Both players will see time this season, but I don't feel that either will become a consistent NFL starter.
By allowing tight end Heap to walk, the door opened for Ed Dickson and Dennis Pitta. While Pitta is more of a complimentary player with good hands, Dickson has the athleticism to be a solid starter.
Despite all these targets—not to mention game-breaker Ray Rice at RB—the Ravens still lacked a legitimate receiver to play opposite "Q" this season.
Enter Lee Evans. The two receivers should complement each other very well. Evans has struggled with quarterbacks under-throwing (or then drastically over-throwing) him his entire career. He shouldn't have to worry about that with Flacco.
It couldn't have hurt Lee's value in the Ravens' eyes when he went off against them last season to the tune of 6 catches for 105 yards and 3 TDs.
This team is getting older fast and need to make a run to the Super Bowl before Ray Lewis and Ed Reed walk away from the game.
Add Flacco's contract situation on top of that, and you've got a potential problem.
The quarterback has been vocal with his frustration with the team not yet rewarding him with a contract extension.
Newsome should be hesitant to dole out a truck-load of guaranteed money to a player who still has so much to prove.
There's a difference between a serviceable starter and a franchise-caliber leader. Flacco is currently the former, though he'll firmly tell you he's the latter.
With all these weapons in place, Flacco doesn't have anymore excuses.
It's time to put up.
Baltimore comes out of the Evans trade looking pretty good.
The Bills gave up a starter that could have helped them this year—which to me says the team can live with being mediocre for another season in order to add another younger (and cheaper) contributor to the roster next season through the draft.
Evans' base salary of $3.28 million is very do-able for a borderline first-or-second option receiver at this point in his career—not to mention the fact that the Bills still have so much cap room at their disposal.
Thus, cap couldn't have (or at least shouldn't have) played too great a role in this decision. Again, the team isn't ready to compete for a title yet, but I really do think the team had the potential to be competitive.
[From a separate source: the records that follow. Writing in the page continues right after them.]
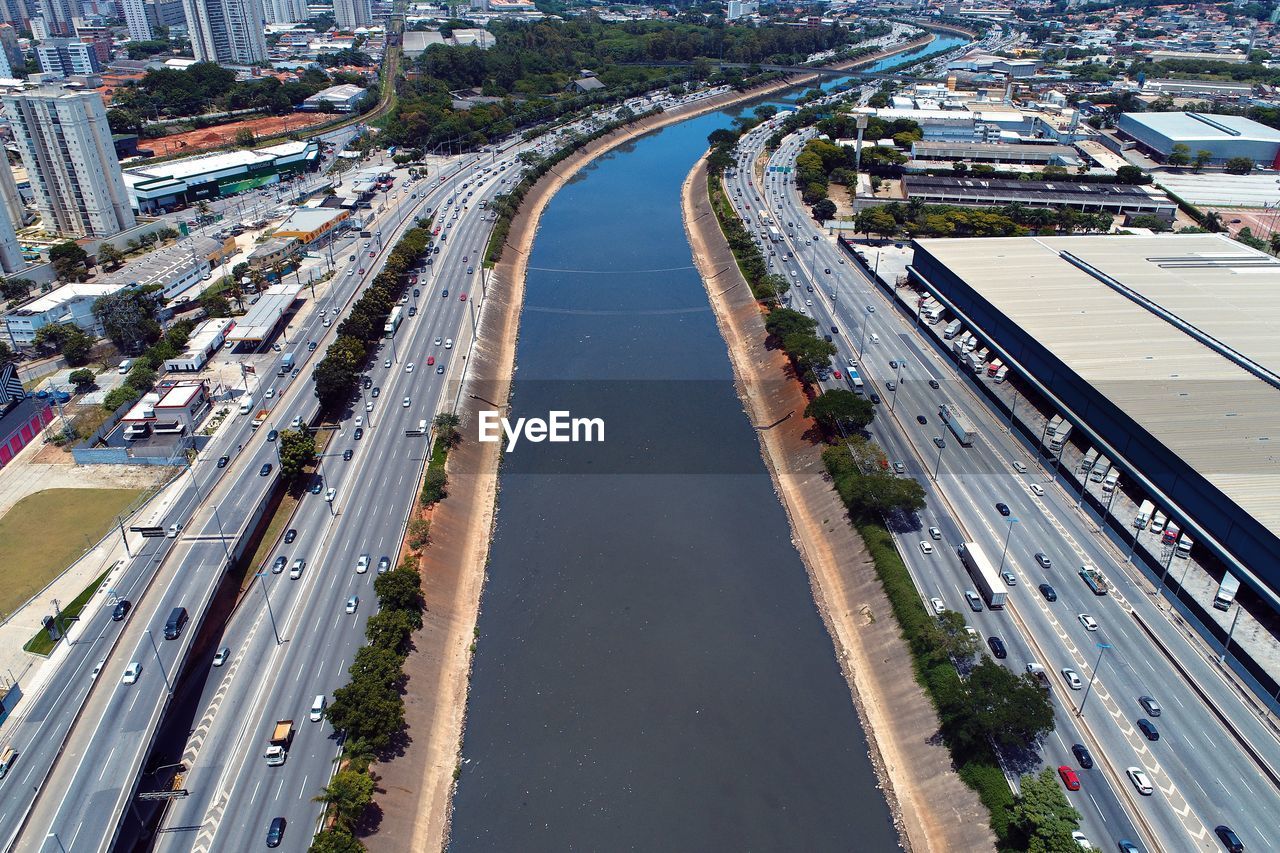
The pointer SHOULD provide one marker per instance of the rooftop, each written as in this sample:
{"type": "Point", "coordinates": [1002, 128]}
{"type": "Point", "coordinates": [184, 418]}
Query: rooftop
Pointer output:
{"type": "Point", "coordinates": [1183, 340]}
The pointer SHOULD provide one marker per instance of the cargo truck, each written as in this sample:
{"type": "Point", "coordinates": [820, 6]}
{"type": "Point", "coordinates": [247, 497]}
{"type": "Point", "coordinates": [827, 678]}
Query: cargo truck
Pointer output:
{"type": "Point", "coordinates": [1143, 516]}
{"type": "Point", "coordinates": [278, 748]}
{"type": "Point", "coordinates": [983, 574]}
{"type": "Point", "coordinates": [1226, 592]}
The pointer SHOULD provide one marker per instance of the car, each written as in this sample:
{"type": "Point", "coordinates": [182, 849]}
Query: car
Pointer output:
{"type": "Point", "coordinates": [1230, 840]}
{"type": "Point", "coordinates": [1138, 776]}
{"type": "Point", "coordinates": [275, 831]}
{"type": "Point", "coordinates": [1082, 755]}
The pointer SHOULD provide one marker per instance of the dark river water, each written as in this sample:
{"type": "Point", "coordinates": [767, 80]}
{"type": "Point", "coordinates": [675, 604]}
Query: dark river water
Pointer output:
{"type": "Point", "coordinates": [652, 673]}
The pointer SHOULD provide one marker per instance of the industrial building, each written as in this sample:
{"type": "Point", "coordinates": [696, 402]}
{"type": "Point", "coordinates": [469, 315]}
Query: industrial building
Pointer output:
{"type": "Point", "coordinates": [1089, 197]}
{"type": "Point", "coordinates": [1223, 136]}
{"type": "Point", "coordinates": [182, 182]}
{"type": "Point", "coordinates": [1161, 351]}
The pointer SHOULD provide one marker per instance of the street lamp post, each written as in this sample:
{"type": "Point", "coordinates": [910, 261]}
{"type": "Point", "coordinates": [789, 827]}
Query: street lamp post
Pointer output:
{"type": "Point", "coordinates": [1102, 648]}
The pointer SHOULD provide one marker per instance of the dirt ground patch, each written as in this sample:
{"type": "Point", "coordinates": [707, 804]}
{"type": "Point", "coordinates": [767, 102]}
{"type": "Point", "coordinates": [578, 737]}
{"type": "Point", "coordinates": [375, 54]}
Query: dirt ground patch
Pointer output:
{"type": "Point", "coordinates": [222, 135]}
{"type": "Point", "coordinates": [44, 533]}
{"type": "Point", "coordinates": [933, 810]}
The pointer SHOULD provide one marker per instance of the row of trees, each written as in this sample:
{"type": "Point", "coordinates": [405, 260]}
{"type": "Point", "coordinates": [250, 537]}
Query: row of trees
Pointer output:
{"type": "Point", "coordinates": [370, 708]}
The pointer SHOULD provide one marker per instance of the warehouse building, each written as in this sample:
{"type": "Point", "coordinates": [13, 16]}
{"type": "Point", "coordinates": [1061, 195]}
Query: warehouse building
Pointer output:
{"type": "Point", "coordinates": [1223, 136]}
{"type": "Point", "coordinates": [1089, 197]}
{"type": "Point", "coordinates": [1162, 354]}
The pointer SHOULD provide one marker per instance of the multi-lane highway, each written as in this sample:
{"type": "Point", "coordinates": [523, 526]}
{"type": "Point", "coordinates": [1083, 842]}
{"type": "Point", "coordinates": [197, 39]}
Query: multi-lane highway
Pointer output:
{"type": "Point", "coordinates": [1201, 774]}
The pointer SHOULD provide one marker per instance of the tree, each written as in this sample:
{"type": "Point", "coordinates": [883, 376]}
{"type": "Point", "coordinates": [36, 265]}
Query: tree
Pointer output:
{"type": "Point", "coordinates": [297, 451]}
{"type": "Point", "coordinates": [1042, 817]}
{"type": "Point", "coordinates": [348, 794]}
{"type": "Point", "coordinates": [127, 318]}
{"type": "Point", "coordinates": [841, 406]}
{"type": "Point", "coordinates": [69, 260]}
{"type": "Point", "coordinates": [1239, 165]}
{"type": "Point", "coordinates": [109, 255]}
{"type": "Point", "coordinates": [83, 379]}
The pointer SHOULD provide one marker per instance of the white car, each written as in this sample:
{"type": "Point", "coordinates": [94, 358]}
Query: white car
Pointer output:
{"type": "Point", "coordinates": [1138, 776]}
{"type": "Point", "coordinates": [132, 673]}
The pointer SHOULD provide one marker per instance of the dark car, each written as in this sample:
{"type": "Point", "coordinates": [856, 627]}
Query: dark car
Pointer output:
{"type": "Point", "coordinates": [275, 831]}
{"type": "Point", "coordinates": [1230, 840]}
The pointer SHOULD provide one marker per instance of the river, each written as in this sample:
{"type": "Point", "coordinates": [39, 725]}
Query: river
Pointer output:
{"type": "Point", "coordinates": [650, 670]}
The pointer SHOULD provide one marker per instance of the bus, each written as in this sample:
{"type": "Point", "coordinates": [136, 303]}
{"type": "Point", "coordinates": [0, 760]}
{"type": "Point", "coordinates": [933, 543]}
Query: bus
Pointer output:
{"type": "Point", "coordinates": [393, 322]}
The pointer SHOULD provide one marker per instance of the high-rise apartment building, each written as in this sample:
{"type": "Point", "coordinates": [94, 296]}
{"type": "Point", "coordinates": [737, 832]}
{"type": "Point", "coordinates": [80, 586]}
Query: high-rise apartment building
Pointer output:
{"type": "Point", "coordinates": [65, 145]}
{"type": "Point", "coordinates": [67, 56]}
{"type": "Point", "coordinates": [136, 19]}
{"type": "Point", "coordinates": [227, 31]}
{"type": "Point", "coordinates": [286, 10]}
{"type": "Point", "coordinates": [352, 13]}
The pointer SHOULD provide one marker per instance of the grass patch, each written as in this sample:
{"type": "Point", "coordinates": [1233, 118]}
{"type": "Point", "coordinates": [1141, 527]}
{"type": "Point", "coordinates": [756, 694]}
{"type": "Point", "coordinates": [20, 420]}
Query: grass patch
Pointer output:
{"type": "Point", "coordinates": [46, 532]}
{"type": "Point", "coordinates": [40, 643]}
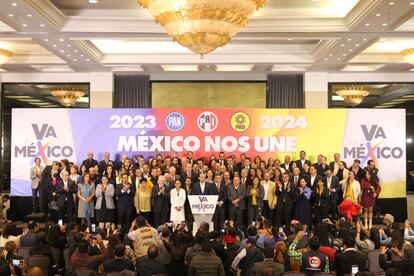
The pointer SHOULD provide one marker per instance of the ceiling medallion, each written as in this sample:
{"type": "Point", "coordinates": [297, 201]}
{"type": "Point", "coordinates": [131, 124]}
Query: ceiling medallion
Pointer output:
{"type": "Point", "coordinates": [202, 25]}
{"type": "Point", "coordinates": [67, 96]}
{"type": "Point", "coordinates": [353, 95]}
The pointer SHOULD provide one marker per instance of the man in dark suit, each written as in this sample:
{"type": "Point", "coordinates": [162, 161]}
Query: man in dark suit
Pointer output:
{"type": "Point", "coordinates": [344, 261]}
{"type": "Point", "coordinates": [220, 213]}
{"type": "Point", "coordinates": [294, 179]}
{"type": "Point", "coordinates": [285, 193]}
{"type": "Point", "coordinates": [188, 172]}
{"type": "Point", "coordinates": [335, 164]}
{"type": "Point", "coordinates": [244, 178]}
{"type": "Point", "coordinates": [358, 171]}
{"type": "Point", "coordinates": [287, 164]}
{"type": "Point", "coordinates": [240, 165]}
{"type": "Point", "coordinates": [231, 167]}
{"type": "Point", "coordinates": [236, 193]}
{"type": "Point", "coordinates": [313, 178]}
{"type": "Point", "coordinates": [125, 192]}
{"type": "Point", "coordinates": [104, 163]}
{"type": "Point", "coordinates": [322, 167]}
{"type": "Point", "coordinates": [302, 160]}
{"type": "Point", "coordinates": [160, 200]}
{"type": "Point", "coordinates": [332, 183]}
{"type": "Point", "coordinates": [222, 159]}
{"type": "Point", "coordinates": [202, 187]}
{"type": "Point", "coordinates": [65, 189]}
{"type": "Point", "coordinates": [45, 182]}
{"type": "Point", "coordinates": [89, 162]}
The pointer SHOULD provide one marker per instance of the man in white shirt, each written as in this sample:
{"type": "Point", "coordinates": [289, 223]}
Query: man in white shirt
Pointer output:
{"type": "Point", "coordinates": [269, 199]}
{"type": "Point", "coordinates": [35, 175]}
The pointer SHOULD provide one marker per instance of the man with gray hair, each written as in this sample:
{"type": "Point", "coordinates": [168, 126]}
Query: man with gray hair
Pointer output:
{"type": "Point", "coordinates": [160, 200]}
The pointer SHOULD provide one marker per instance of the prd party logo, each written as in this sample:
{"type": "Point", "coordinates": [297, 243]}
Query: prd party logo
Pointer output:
{"type": "Point", "coordinates": [240, 121]}
{"type": "Point", "coordinates": [175, 121]}
{"type": "Point", "coordinates": [207, 121]}
{"type": "Point", "coordinates": [43, 150]}
{"type": "Point", "coordinates": [314, 262]}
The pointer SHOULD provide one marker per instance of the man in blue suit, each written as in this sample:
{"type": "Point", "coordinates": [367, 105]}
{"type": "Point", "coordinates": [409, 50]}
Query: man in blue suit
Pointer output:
{"type": "Point", "coordinates": [202, 187]}
{"type": "Point", "coordinates": [332, 183]}
{"type": "Point", "coordinates": [220, 212]}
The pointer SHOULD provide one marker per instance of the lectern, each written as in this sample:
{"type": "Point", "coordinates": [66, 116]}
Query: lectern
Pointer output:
{"type": "Point", "coordinates": [203, 208]}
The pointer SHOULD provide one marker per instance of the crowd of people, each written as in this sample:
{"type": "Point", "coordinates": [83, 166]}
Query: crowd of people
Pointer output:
{"type": "Point", "coordinates": [271, 217]}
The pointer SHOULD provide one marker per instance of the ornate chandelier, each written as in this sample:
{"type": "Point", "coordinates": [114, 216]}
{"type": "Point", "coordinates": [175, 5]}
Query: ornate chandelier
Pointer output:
{"type": "Point", "coordinates": [67, 96]}
{"type": "Point", "coordinates": [4, 55]}
{"type": "Point", "coordinates": [408, 55]}
{"type": "Point", "coordinates": [353, 95]}
{"type": "Point", "coordinates": [202, 25]}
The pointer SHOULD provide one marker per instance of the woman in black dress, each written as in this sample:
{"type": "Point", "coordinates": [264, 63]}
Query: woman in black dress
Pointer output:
{"type": "Point", "coordinates": [187, 209]}
{"type": "Point", "coordinates": [105, 206]}
{"type": "Point", "coordinates": [321, 201]}
{"type": "Point", "coordinates": [303, 206]}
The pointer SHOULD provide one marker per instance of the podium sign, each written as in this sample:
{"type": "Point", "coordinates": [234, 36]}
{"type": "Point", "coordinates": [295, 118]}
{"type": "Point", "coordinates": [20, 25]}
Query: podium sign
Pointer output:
{"type": "Point", "coordinates": [203, 208]}
{"type": "Point", "coordinates": [203, 205]}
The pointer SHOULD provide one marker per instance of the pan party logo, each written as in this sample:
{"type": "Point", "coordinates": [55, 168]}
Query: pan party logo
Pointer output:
{"type": "Point", "coordinates": [240, 121]}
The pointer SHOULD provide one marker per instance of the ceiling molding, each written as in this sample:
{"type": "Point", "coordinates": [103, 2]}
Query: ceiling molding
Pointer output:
{"type": "Point", "coordinates": [48, 11]}
{"type": "Point", "coordinates": [360, 12]}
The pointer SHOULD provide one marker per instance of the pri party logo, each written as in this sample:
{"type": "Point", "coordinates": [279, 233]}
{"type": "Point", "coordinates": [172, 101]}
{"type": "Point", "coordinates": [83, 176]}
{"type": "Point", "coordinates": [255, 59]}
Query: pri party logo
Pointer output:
{"type": "Point", "coordinates": [207, 121]}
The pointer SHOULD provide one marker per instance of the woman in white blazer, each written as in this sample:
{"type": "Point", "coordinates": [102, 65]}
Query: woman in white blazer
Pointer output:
{"type": "Point", "coordinates": [105, 206]}
{"type": "Point", "coordinates": [353, 185]}
{"type": "Point", "coordinates": [177, 199]}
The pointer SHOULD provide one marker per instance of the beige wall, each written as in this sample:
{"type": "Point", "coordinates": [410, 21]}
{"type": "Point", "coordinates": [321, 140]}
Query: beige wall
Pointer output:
{"type": "Point", "coordinates": [101, 83]}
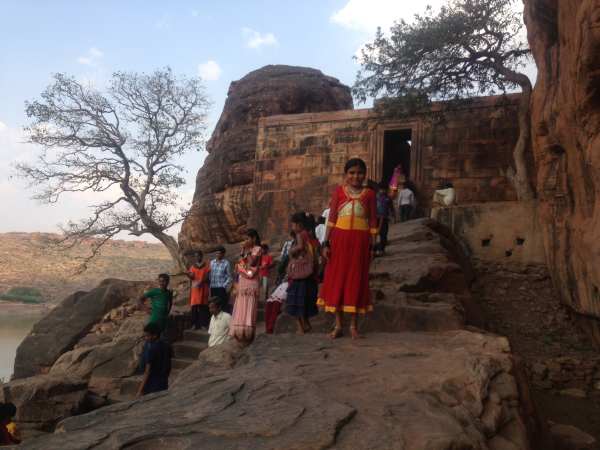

I expected them at the very least to finish with a record that wouldn't justify their talent, most likely due to playing in a tough division. The offense lost a huge dimension in Evans, heaping pressure upon head coach Chan Gailey.
The Ravens grabbed a player for below-market value, who can contribute immediately.
Evans is 30, but he is still locked up for two more seasons at a reasonable rate. The Ravens won't be forced to evaluate his contract situation and get locked into anything just yet. They also can get their answer on Flacco, gauging his value now that he has another dependable receiving option.
On a selfish note, I'm disappointed the Bills received such small compensation for him.
However, I don't mind the trade because I'd like Lee to have the opportunity to play in a more stable offense. I'm happy for him and he deserves it after spending so many years being the ultimate team-player.